Un risque de défaut qui peut avoir des répercussions en terme de sécurité. “Que se passera-t-il si quelqu’un transporte une casserole d’eau bouillante avec un manche défectueux imprimé en 3D et qui lâche ?”, s’interroge ainsi Graham Tromans.

Pour plus de fiabilité, il faut se tourner vers des solutions plus “pro” qui coûtent, elles, plusieurs centaines de milliers d’euros. En outre, “ces imprimantes haut de gamme que nous utilisons prennent une heure par millimètre”, reconnaît Clément Moreau.

Il faut aussi réfréner ses rêves de grandeur. Les derniers modèles de la marque MarketBot ne permettent ainsi que de créer des objets au format 28,4 (longueur) x 15,2 (largeur) x 15,4 (hauteur) cm.
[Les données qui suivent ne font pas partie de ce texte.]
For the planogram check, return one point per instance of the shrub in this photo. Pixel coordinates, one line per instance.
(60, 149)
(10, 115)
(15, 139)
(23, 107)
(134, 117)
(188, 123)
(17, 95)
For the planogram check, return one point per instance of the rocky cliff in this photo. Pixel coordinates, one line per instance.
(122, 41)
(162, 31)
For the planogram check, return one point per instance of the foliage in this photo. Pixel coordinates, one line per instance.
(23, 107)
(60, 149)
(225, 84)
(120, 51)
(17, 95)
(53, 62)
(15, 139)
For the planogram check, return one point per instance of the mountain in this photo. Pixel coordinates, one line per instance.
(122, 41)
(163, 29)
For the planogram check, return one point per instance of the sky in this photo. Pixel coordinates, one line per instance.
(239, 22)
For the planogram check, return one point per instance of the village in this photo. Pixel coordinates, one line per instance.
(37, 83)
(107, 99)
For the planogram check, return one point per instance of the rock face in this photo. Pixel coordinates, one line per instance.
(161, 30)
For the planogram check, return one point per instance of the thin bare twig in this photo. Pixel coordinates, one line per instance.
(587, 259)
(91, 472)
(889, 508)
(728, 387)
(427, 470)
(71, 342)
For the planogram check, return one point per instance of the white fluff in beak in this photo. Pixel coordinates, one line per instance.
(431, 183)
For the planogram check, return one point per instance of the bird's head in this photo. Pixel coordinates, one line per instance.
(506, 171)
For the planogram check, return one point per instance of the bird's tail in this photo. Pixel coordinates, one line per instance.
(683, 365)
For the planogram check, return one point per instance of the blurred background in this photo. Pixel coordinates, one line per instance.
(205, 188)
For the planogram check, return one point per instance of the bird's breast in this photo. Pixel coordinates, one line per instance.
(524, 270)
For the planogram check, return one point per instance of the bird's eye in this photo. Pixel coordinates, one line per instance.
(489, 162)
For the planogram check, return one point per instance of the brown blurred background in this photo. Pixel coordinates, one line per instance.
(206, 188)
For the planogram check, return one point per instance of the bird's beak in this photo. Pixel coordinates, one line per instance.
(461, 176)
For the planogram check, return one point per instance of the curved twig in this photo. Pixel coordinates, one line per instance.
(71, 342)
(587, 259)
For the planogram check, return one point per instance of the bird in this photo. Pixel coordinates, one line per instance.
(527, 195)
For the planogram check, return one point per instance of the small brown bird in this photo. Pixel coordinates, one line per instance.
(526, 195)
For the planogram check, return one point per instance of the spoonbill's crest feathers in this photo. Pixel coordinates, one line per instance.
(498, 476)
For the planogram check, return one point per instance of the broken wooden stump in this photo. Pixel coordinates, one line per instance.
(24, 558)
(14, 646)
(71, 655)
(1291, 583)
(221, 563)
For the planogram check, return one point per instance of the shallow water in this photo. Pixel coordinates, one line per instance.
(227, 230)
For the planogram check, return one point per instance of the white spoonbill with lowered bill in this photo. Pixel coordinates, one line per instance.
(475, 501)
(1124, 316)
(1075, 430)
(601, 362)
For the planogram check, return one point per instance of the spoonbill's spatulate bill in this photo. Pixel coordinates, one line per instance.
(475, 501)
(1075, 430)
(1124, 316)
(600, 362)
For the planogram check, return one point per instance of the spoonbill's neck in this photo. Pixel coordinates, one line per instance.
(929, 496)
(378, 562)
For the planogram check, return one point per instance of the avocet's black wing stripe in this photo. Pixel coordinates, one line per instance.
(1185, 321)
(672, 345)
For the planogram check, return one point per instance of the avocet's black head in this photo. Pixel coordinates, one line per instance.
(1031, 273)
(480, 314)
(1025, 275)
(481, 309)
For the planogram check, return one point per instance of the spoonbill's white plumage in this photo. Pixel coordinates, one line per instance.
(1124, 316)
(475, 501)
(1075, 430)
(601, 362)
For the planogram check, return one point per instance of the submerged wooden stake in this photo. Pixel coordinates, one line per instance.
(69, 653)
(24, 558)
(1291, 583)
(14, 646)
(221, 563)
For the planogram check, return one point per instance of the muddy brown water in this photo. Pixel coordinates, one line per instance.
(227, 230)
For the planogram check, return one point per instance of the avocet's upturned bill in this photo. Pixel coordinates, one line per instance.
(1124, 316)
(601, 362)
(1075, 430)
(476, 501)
L’impression 3D n’est pas encore l’incarnation du rêve d’une production personnalisée à la demande. Mais tous les professionnels du secteur sont convaincus que ce n’est que le début de l’aventure. “On a tendance à dire dans le milieu qu’en théorie tout ce qui peut être réduit en poudre peut être imprimé”, assure Clément Moreau.

Il n’est donc pas impossible qu’à l’avenir cette technique permettre de produire de la nourriture. “Certaines universités ont déjà fabriqué du chocolat comme ça, mais j’avoue ne pas être pressé de le goûter”, raconte cet entrepreneur.

Pour lui, l’avenir passe plutôt par “les arts de la table et les bijoux personnalisés”. Il y a aussi des applications plus pédagogiques, suggère Graham Tromans. “L’impression 3D en milieu scolaire peut permettre de donner une représentation physique des objets d’études”, suggère-t-il.